A smooth sphere falls vertically and strikes a fixed smooth plane inclined at an angle of ∅ to the horizontal.If the coefficient of restitution is (2/3) and the sphere rebounds horizontally,
Its speed before impact is u and after impact v
calculate the fraction of kinetic energy lost during impact.
The Attempt at a Solution
Diagram of the question is attached to this post.

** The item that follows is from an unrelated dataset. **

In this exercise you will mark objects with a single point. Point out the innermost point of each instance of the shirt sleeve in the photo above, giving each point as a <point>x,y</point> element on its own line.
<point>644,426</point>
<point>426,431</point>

i = horizontal component vector and j = vertical component vector
Taking the inclined plane as the x axis
v, vcos∅i + vsin∅j ..... alternate angle to inclined angle
u, vcos(90 - ∅ )i - v sin(90 - ∅)j = usin∅i - ucos∅j
the I component remains the same
vcos∅ = usin∅
v = utan∅
vsin∅/(ucos∅) = 2/3 (v/u)tan∅ = 2/3 (utan∅/u)tan∅ =2/3
(tan∅)^2 = 2/3 tan∅ = (√6)/3
v = u(√6)/3
.5mu^2 - .5mv^2 = energy loss
.5mu^2 -.5m(6/9)u^2 = .5mu^2 - m(6/18)u^2 = .5mu^2 - (1/3)mu^2 = (1/6)mu^2
fraction of kinetic energy lost is 1/6
my book says the answer is 1/3 but I got 1/6. Any help would be appreciated.